There are downsides to AI
While the benefits of AI for the higher education field are great, it’s important to remember that it’s not perfect. Because humans build these models, bias is naturally present, and we must account for scaling and a learning curve when implementing this technology.
It can be easy to think of data as uniformly unbiased and accurate, but humans are integral to gathering, inputting, and analyzing that data. In fact, much research has been conducted on the limitations of human decision-making and how implicit bias can rear its ugly head across a multitude of settings. A report from the Ohio State University’s Kirwan Institute for the Study of Race and Ethnicity argued for the responsible use of predictive analytics and the need for a deep understanding of racial bias in these models. The report indicates potential racial biases that can significantly impact the design of data models and the interpretation of their findings. This means that with the human element of predictive analytics, there is a range of issues, such as the accuracy, security, and privacy of data and the potential for bias against specific student groups. Predictive models could rely on student demographics such as economic status, race, gender, or cultural background, which, when put into these models, could perpetuate the inequities that persist in access to education.

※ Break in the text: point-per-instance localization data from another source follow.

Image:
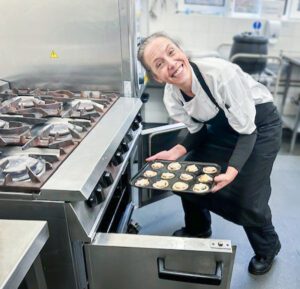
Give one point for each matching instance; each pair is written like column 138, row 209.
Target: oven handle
column 209, row 279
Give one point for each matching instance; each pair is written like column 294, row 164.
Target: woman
column 232, row 121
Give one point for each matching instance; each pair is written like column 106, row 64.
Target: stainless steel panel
column 57, row 255
column 130, row 261
column 83, row 220
column 84, row 35
column 18, row 254
column 70, row 184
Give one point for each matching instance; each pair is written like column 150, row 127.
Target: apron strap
column 204, row 85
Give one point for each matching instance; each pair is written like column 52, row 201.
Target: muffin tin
column 155, row 174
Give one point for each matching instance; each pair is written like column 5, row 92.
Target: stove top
column 39, row 129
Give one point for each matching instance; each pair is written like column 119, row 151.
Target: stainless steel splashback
column 70, row 44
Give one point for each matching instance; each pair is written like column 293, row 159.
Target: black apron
column 245, row 200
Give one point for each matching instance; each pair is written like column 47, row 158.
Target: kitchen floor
column 165, row 216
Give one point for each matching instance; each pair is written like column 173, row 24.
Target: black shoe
column 260, row 265
column 184, row 233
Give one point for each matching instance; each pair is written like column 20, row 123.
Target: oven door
column 152, row 141
column 129, row 261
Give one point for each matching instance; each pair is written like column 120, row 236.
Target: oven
column 69, row 142
column 78, row 180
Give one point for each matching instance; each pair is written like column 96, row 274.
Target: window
column 202, row 6
column 294, row 9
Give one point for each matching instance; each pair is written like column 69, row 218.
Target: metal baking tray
column 189, row 187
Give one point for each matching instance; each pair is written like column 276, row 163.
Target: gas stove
column 39, row 129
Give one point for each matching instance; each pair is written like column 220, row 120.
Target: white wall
column 203, row 33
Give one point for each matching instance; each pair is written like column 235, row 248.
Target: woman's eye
column 171, row 52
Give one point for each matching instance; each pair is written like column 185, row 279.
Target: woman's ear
column 156, row 78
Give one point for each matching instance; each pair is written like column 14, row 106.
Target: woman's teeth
column 179, row 69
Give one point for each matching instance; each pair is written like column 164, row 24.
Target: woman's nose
column 171, row 63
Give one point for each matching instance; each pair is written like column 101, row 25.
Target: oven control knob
column 117, row 158
column 96, row 197
column 135, row 125
column 128, row 137
column 139, row 117
column 124, row 146
column 106, row 179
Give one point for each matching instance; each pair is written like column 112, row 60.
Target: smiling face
column 168, row 63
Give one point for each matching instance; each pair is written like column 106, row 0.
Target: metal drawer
column 128, row 261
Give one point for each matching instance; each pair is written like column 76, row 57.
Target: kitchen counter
column 20, row 245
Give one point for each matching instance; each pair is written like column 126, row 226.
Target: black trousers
column 245, row 200
column 198, row 219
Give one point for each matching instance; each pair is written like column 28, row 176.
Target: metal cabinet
column 127, row 261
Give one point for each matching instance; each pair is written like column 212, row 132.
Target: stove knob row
column 136, row 123
column 117, row 158
column 106, row 180
column 96, row 197
column 128, row 137
column 124, row 147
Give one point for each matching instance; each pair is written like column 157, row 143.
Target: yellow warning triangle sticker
column 53, row 54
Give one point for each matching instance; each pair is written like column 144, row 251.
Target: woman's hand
column 223, row 180
column 171, row 155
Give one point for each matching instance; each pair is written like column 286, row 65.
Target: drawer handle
column 209, row 279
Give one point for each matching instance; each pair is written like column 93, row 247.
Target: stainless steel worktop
column 20, row 244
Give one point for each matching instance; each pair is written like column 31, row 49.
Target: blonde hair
column 144, row 43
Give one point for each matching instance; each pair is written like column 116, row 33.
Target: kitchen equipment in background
column 249, row 43
column 272, row 30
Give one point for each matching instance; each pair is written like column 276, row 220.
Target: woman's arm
column 170, row 155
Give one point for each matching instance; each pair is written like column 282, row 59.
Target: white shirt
column 229, row 85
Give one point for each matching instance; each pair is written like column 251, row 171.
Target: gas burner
column 27, row 101
column 86, row 109
column 31, row 106
column 3, row 124
column 13, row 132
column 59, row 129
column 21, row 169
column 90, row 94
column 61, row 134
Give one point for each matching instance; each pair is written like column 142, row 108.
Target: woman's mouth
column 177, row 71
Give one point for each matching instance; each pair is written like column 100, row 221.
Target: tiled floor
column 163, row 217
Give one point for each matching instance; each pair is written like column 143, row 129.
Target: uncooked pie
column 210, row 170
column 186, row 177
column 167, row 176
column 200, row 188
column 205, row 178
column 191, row 168
column 142, row 183
column 161, row 184
column 157, row 165
column 175, row 166
column 150, row 174
column 180, row 186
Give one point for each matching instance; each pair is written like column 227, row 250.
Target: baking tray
column 189, row 185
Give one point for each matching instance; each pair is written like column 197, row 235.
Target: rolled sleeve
column 175, row 110
column 238, row 103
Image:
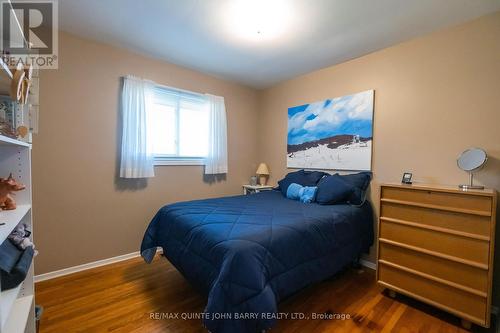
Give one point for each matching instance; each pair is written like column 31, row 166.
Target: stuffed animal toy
column 7, row 187
column 19, row 237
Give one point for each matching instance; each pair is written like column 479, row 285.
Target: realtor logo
column 29, row 33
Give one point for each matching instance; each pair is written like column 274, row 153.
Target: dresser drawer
column 476, row 203
column 452, row 245
column 462, row 303
column 454, row 272
column 472, row 224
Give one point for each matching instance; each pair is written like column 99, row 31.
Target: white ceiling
column 198, row 34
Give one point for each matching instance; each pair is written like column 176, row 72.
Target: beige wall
column 434, row 97
column 82, row 211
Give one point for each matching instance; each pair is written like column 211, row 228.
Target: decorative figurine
column 7, row 186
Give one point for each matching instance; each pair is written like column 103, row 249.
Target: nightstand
column 250, row 189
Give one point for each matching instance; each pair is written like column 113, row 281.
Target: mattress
column 247, row 253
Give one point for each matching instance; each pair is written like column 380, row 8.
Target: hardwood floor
column 121, row 298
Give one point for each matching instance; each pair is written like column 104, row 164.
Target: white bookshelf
column 17, row 304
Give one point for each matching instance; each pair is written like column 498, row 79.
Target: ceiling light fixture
column 258, row 19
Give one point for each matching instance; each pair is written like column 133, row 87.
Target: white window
column 179, row 127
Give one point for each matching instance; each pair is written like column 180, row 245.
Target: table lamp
column 263, row 173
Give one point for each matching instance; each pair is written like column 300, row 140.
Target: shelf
column 11, row 218
column 16, row 323
column 7, row 300
column 6, row 141
column 5, row 78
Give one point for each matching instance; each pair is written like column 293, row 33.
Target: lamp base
column 471, row 187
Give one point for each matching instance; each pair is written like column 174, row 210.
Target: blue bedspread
column 249, row 252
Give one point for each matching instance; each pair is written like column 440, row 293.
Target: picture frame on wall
column 335, row 134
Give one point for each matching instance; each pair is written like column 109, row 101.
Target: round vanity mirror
column 472, row 160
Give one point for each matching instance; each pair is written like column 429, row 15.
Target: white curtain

Whenever any new technology is introduced into an environment, it can be challenging to understand how to scale it to grow with changing contexts, as well as get individuals to learn how to leverage it. Examples of successful AI tech in the classroom still required enormous resources upfront and experienced many initial failures. For example, Jill, the virtual assistant, had to be fed more than 40,000 posts from various forums before she could answer questions and interact with students.
Additionally, managing and using the volumes of data that AI technology requires means that staff beyond IT teams will need to be trained to use the data and the tools, raising skills gap concerns. At the University of Iowa, for example, many campus buildings use AI to monitor energy efficiency and address any problems. This means that staff will need to learn how to incorporate computers and data into their workflows in ways they weren’t initially trained for.
What Can We Do?
These challenges are not arguments against leveraging AI technology in higher education (or other settings). There are things we can do to mitigate these challenges and even plan for them. When it comes to bias in data models, we must constantly challenge the source, method of data collection, assumptions, and interpretation and use of data, especially when it comes to decisions that will impact access to education. The higher education sector would do well to model student outcomes and discover innovative approaches to changing them and mitigating implicit biases. And when planning to implement AI technology, institutions must account for staff training and the required upfront resources needed for the success and effectiveness of these tools.